“La repressione che gli attivisti ambientali stanno affrontando oggi in Europa è una grave minaccia per la democrazia e i diritti umani”. Parola di Michel Forst, relatore speciale Onu per i difensori dell’ambiente, che nelle scorse settimane ha strigliato l’Italia e gli altri paesi europei per la criminalizzazione dei movimenti ambientalisti. Una critica messa nera su bianco nel primo rapporto sulla condizione dei difensori ambientali pubblicato a febbraio dal rappresentante delle Nazioni Unite e che è il frutto di oltre un anno di visite e raccolte di testimonianze in tutta Europa, Italia compresa.
“In molti Paesi la risposta dello Stato alle proteste pacifiche per l’ambiente è sempre più spesso quella di reprimere, piuttosto che proteggere coloro che cercano di parlare in difesa dell’ambiente – si legge nel report – e in molti contesti, oltre a una risposta sproporzionata alla disobbedienza civile pacifica, c’è una preoccupante tendenza a restringere il campo della protesta legale. I difensori dell’ambiente non solo sono sempre più minacciati, ma sono anche sempre più limitati nelle loro forme di azione”. Un processo che, secondo il relatore speciale Onu, ha origine nella costruzione di una “narrazione negativa” nei confronti di questi movimenti. In diversi paesi come Austria, Francia, Germania, Spagna, Svezia e Regno Unito, politici e ministri hanno descritto i movimenti ambientalisti come minacce alla democrazia o come ecoterroristi. “In molti stati – si legge nel rapporto – sembra essere diventato accettabile paragonare le proteste, come i blocchi stradali o l’occupazione di un cantiere edile, alla criminalità organizzata, al terrorismo, alla violenza e all’uccisione di civili”. E così facendo, si legittima il passaggio alla seconda fase della criminalizzazione, quella “politico-giudiziaria”.
Uno dei primi esempi citati nel rapporto riguarda l’Italia. “La cosiddetta legge sugli ‘ecovandali’ adottata nel gennaio 2024, ha introdotto nuove disposizioni contro gli atti vandalici con sanzioni che vanno da uno a cinque anni di reclusione e multe fino a 10mila euro” denuncia il relatore Onu specificando che “la legge prevede anche la reclusione fino a sei mesi o una multa da 300 a 1000 euro per chi ha provocato danni superficiali, non solo alle opere d’arte, ma anche al materiale utilizzato per la loro esposizione o protezione”. Che cosa significa? “Un attivista ambientale potrebbe essere incarcerato fino a sei mesi per aver spruzzato vernice lavabile sulla base di una statua o su una copertura di vetro o sulla cornice attorno a un dipinto”. Ma non ci si ferma qui. Il rapporto avverte che in Italia (e in Francia) “diversi attivisti che hanno partecipato a proteste pacifiche hanno ricevuto dei divieti di dimora dalle città dove vivono, studiano o lavorano”. Tra questi ci sono diversi membri di Ultima Generazione che nell’ultimo anno hanno subito diversi provvedimenti di questo tipo. Ma c’è anche un’altra specificità italiana che viene descritta nel rapporto: “qui le autorità stanno usando sempre di più alcune misure del cosiddetto Codice Antimafia per emettere ordini restrittivi nei confronti di a manifestanti pacifici”.

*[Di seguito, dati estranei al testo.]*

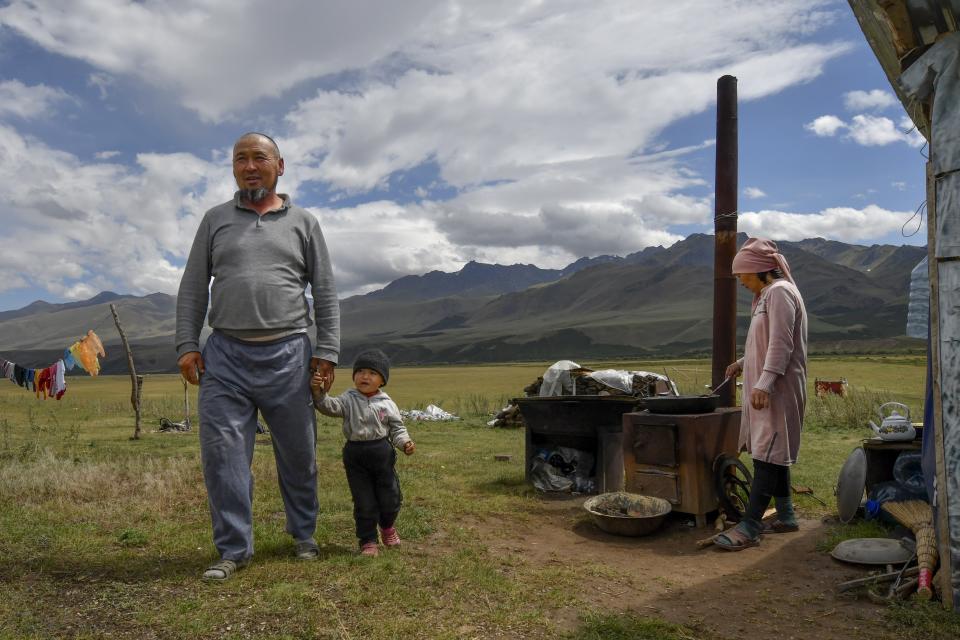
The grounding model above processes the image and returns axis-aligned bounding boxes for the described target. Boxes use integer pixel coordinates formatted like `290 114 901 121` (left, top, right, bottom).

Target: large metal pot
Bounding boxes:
583 491 672 536
642 395 720 413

Se si allarga lo sguardo agli altri paesi europei, la situazione non sembra essere molto diversa. La tendenza all’inasprimento delle leggi rimane uguale, cambiano solo gli strumenti. Nel Regno Unito, il “Police, Crime, Sentencing and Courts Act” dal 2022 consente alla polizia di limitare e persino vietare le assemblee pubbliche “rumorose” o “disturbanti”. E nel 2023 è stato introdotto il reato di “locking on” cioè attaccarsi ad un’altra persona, a un oggetto o a un edificio o anche solo “essere preparati per compiere tali atti”. Non mancano poi gli esempi di criminalizzazione nei confronti di specifici gruppi. Nel giugno 2023 in Francia il governo ha provato a sciogliere con un decreto il movimento ambientalista “Soulèvements de la Terre”. Ma soltanto tre mesi più tardi il Consiglio di Stato lo ha annullato, e il movimento è tornato a essere riconosciuto. “L’attuale tendenza alla repressione delle proteste ambientali pacifiche è l’opposto di ciò che gli Stati dovrebbero fare – conclude il rapporto – invece di criminalizzare i difensori ambientali, i governi dovrebbero affrontare le cause profonde della loro mobilitazione”. A partire dagli impegni presi durante i vertici internazionali sul clima per ridurre il riscaldamento globale e per diminuire l’inquinamento dell’aria.